While Ford has yet to officially announce drivers for its new factory Ford GT program, Scott Pruett is likely to be among those in pole position for a highly sought-after seat in the Blue Oval’s return to the 24 Hours of Le Mans next year.
The Chip Ganassi Racing driver, a former class winner at Le Mans, was on hand for the program’s official launch at Le Mans earlier this month and has already played a role in the early on-track development of the 2016 GTE-spec machine.
“Any driver would absolutely want to be a part of this,” Pruett told Sportscar365. “When you look at the history that Ford has with the GT40 at Le Mans, everything they’ve achieved, everything they’ve done…
“They waited for the right moment to have all the right pieces in place to make their return.”
Pruett is the only driver who’s been part of the development of Ford’s EcoBoost engine in the TUDOR United SportsCar Championship since the start, which has gone on to win both the Rolex 24 at Daytona and Twelve hours of Sebring in Ganassi’s Riley DP.
The same 3.5-liter twin-turbo V6 powerplant will be used in both the production and race versions of the new-for-2016 Ford GT.
“Now the whole story comes out,” Pruett said. “A big component has been the fact that we’ve been running the exact same engine that we’ll be racing in the Ford GT.
“We’re continually making upgrades on a number of different levels every race. It’s won the Rolex 24 and Sebring within a 12-month period. It says a lot about the fact that we’re starting with a proven engine that we know is going to go the distance.
“As a lot of cars, as we know, if you don’t have as many pieces worked out as you can, it can be a challenge. One of the biggest components of the Ford EcoBoost. We can now drop in a known quantity and start getting to know more about the car.”
The car has already begun on track testing, although Pruett, who was at Ford’s official unveiling in Le Mans, has stressed that it’s still early days.

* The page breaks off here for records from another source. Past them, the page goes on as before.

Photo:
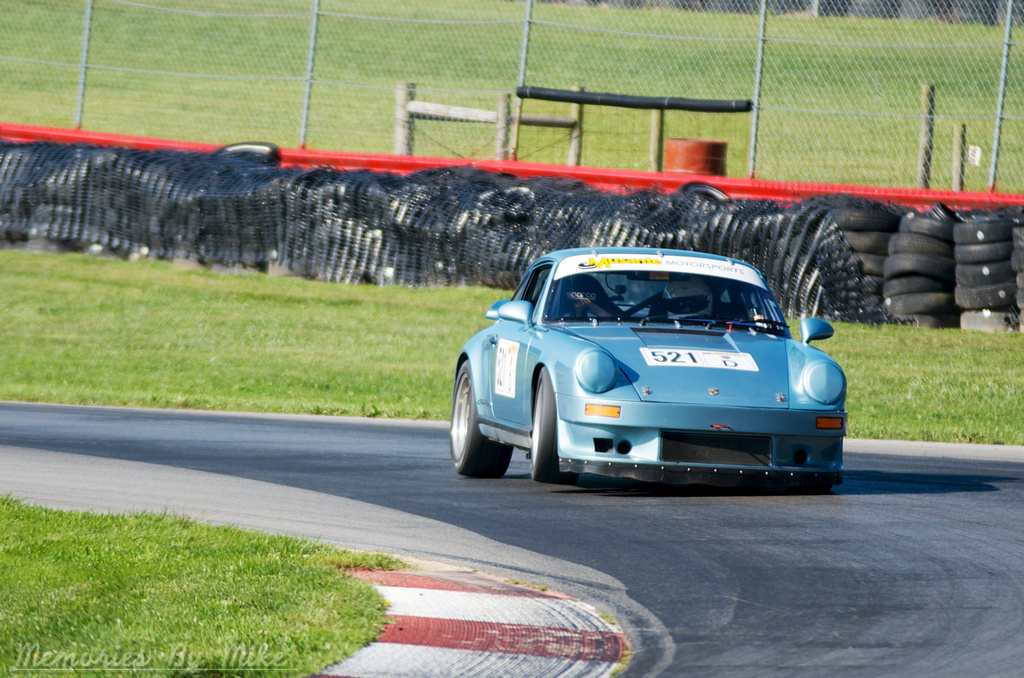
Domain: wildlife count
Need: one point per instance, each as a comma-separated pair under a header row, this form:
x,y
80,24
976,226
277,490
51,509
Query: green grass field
x,y
80,330
841,96
150,594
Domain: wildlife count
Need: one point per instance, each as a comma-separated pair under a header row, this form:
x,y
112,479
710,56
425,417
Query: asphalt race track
x,y
913,566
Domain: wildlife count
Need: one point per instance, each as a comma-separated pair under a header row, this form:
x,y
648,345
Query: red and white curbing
x,y
464,624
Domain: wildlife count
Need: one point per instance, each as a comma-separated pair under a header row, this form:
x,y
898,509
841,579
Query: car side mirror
x,y
812,329
492,313
518,311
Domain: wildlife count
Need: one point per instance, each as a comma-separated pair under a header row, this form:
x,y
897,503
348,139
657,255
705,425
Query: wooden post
x,y
403,93
926,138
576,134
502,133
960,152
655,154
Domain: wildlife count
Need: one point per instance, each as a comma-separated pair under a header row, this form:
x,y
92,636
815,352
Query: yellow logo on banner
x,y
607,262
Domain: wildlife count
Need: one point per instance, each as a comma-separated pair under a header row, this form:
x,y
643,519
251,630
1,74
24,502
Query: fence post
x,y
502,133
403,93
80,102
521,81
926,138
960,149
309,75
993,167
756,99
655,154
576,132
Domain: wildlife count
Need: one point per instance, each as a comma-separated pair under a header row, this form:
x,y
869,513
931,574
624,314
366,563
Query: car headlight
x,y
596,371
823,382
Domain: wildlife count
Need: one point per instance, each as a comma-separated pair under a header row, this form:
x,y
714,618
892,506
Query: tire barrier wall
x,y
440,226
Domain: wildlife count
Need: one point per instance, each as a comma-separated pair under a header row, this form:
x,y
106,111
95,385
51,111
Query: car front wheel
x,y
544,448
472,454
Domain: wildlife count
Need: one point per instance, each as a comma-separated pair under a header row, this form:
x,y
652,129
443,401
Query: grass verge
x,y
155,594
86,331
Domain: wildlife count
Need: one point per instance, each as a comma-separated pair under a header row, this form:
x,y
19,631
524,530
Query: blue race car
x,y
655,365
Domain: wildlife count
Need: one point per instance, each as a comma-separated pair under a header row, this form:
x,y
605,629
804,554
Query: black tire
x,y
544,450
990,296
981,274
472,454
871,264
919,264
997,320
946,322
983,252
926,224
865,218
918,244
262,153
872,284
983,230
706,189
930,303
914,285
867,242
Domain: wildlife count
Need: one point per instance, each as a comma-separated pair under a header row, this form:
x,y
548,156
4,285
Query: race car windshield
x,y
655,296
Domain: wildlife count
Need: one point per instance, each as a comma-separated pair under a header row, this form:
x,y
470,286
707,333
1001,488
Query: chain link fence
x,y
873,92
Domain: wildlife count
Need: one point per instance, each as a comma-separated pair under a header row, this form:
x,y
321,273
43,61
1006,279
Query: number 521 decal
x,y
697,358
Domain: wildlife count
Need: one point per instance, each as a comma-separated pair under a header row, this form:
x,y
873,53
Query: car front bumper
x,y
702,445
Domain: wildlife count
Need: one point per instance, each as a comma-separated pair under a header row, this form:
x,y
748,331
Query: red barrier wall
x,y
611,179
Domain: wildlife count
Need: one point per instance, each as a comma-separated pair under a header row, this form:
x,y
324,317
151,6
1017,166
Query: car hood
x,y
697,365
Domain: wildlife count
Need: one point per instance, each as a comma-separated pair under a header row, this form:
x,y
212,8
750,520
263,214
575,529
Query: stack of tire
x,y
921,271
986,283
1018,264
866,230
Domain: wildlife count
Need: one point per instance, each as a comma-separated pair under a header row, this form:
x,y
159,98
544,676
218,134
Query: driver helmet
x,y
689,295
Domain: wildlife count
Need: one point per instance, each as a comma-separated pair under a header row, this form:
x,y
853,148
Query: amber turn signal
x,y
601,411
835,423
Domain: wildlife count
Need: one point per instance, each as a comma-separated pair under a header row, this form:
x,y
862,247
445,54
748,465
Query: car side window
x,y
531,290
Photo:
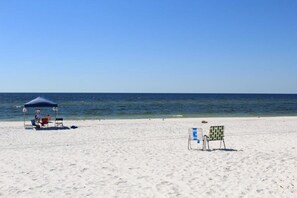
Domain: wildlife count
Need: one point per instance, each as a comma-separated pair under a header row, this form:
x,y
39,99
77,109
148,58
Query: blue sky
x,y
191,46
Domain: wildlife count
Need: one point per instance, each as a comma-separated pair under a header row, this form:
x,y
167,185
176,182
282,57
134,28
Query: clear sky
x,y
182,46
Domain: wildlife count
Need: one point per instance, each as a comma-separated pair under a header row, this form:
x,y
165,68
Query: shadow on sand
x,y
52,128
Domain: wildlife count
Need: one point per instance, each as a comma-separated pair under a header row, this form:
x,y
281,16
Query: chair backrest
x,y
216,133
196,134
44,120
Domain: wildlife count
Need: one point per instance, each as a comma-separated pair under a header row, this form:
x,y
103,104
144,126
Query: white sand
x,y
149,158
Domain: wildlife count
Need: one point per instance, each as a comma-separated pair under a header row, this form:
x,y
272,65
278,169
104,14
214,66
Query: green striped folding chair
x,y
216,133
195,134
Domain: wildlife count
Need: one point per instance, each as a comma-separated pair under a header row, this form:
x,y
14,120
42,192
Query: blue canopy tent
x,y
40,102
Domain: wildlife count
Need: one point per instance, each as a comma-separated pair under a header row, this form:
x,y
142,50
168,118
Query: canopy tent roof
x,y
41,102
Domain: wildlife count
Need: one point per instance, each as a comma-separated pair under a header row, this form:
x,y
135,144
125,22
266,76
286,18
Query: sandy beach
x,y
149,158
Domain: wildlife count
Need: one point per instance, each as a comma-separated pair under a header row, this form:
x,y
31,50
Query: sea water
x,y
134,105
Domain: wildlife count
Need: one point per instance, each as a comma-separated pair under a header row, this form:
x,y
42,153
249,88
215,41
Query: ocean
x,y
133,105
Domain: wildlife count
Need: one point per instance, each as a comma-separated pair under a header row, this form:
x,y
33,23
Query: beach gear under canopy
x,y
41,102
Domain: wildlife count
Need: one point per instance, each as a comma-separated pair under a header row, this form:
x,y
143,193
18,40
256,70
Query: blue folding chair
x,y
195,134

While he wouldn’t divulge details of the testing program, Pruett praised the sound of the EcoBoost engine, which has a distinctively different note to it than in the current DP.
“We’ve been doing a lot of preliminary work,” he said. “Obviously with this announcement, you’ve got to be so careful because we wanted to have that ‘Aha’ moment when we unveiled it and not have everyone see it online already.

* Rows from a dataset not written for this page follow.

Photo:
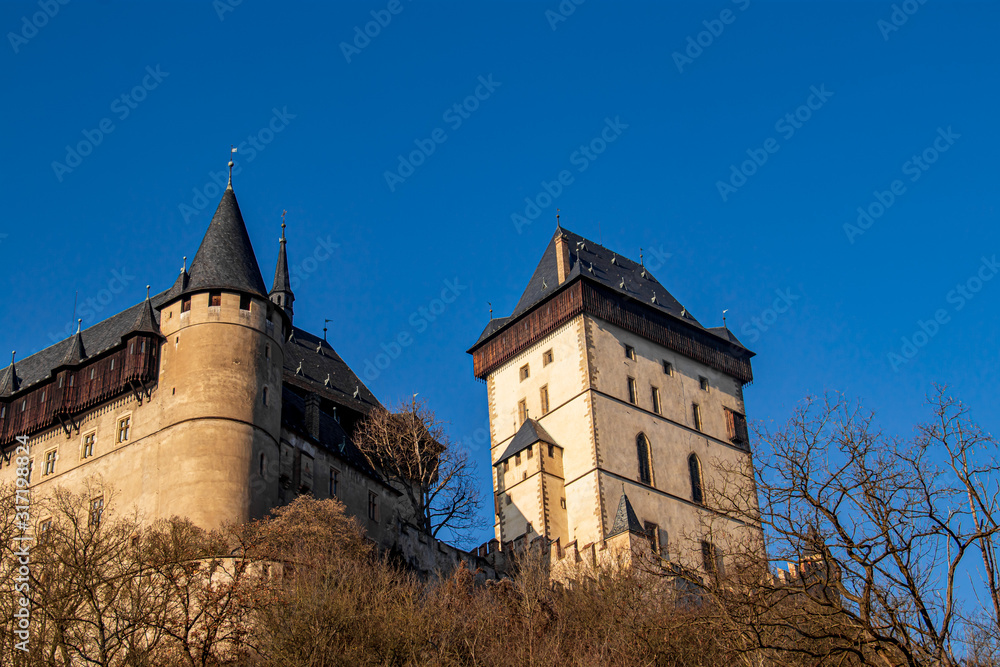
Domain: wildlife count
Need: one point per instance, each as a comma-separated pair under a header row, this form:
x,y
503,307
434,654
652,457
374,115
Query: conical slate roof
x,y
529,433
625,519
225,259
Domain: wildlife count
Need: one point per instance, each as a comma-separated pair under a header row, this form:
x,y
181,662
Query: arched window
x,y
694,467
642,449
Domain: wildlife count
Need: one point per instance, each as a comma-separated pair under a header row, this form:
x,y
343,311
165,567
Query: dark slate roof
x,y
529,433
94,341
225,259
281,281
331,435
320,361
594,262
625,519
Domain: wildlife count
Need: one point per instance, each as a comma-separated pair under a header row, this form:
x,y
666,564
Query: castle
x,y
610,406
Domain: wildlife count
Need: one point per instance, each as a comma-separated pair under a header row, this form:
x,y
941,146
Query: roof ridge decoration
x,y
625,518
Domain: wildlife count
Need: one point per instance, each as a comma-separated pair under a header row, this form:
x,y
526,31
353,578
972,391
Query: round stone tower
x,y
220,382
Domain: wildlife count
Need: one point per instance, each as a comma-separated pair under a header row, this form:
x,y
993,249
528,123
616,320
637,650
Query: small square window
x,y
124,429
96,511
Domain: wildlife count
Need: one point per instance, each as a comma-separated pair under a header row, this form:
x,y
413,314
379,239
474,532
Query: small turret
x,y
281,293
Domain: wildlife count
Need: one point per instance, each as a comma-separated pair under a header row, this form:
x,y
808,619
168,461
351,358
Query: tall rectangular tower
x,y
607,398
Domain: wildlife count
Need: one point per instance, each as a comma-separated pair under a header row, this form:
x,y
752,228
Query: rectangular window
x,y
96,511
653,535
124,428
737,424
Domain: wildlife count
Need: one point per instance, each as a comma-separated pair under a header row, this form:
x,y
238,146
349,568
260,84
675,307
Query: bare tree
x,y
878,531
437,479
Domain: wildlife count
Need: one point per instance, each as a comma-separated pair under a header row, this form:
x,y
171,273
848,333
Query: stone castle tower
x,y
612,409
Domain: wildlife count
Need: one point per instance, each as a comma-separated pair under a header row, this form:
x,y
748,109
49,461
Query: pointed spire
x,y
225,259
9,382
625,519
281,293
76,352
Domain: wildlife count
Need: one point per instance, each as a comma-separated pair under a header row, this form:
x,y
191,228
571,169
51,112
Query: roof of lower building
x,y
529,433
312,364
625,518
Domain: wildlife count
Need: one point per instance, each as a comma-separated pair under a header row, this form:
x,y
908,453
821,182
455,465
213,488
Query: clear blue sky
x,y
216,77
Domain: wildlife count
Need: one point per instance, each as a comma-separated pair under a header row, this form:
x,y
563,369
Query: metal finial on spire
x,y
232,149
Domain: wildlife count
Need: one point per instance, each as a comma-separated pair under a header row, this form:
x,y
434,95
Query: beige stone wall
x,y
195,440
592,418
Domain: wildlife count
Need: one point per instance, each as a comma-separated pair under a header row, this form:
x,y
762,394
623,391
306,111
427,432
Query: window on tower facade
x,y
694,470
642,452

“From this point forward, it’s pretty aggressive.”
Ford is the first GTE manufacturer to unveil its car built to the new 2016 regulations, which calls for an increase in performance and additional safety measures.
All new cars will be required to take part in the FIA’s Balance of Performance Test in Ladoux, France on Sept. 15, meaning other models, including the new Ferrari 488, will likely surface in the coming months as well.
“It’s all a moving target because the regulations are changing for 2016, so you have to perceive what that’s going to look like,” Pruett said. “You’re not designing a car that to compete with the cars currently; you’re designing a car into the future.
“Ferrari is talking about coming with a new car. And when you look at the heritage of Ferrari, and I use that because of that epic battle in the ’60s, that’s what people really remember on the GT side.
“Doing what we’re going to do next year, it’s the 50th anniversary of all that. It’s not going to be easy but it will be a fierce battle as it was in the 60s.
“This is historic times and exciting times, for what it means for today and what it means for the future.”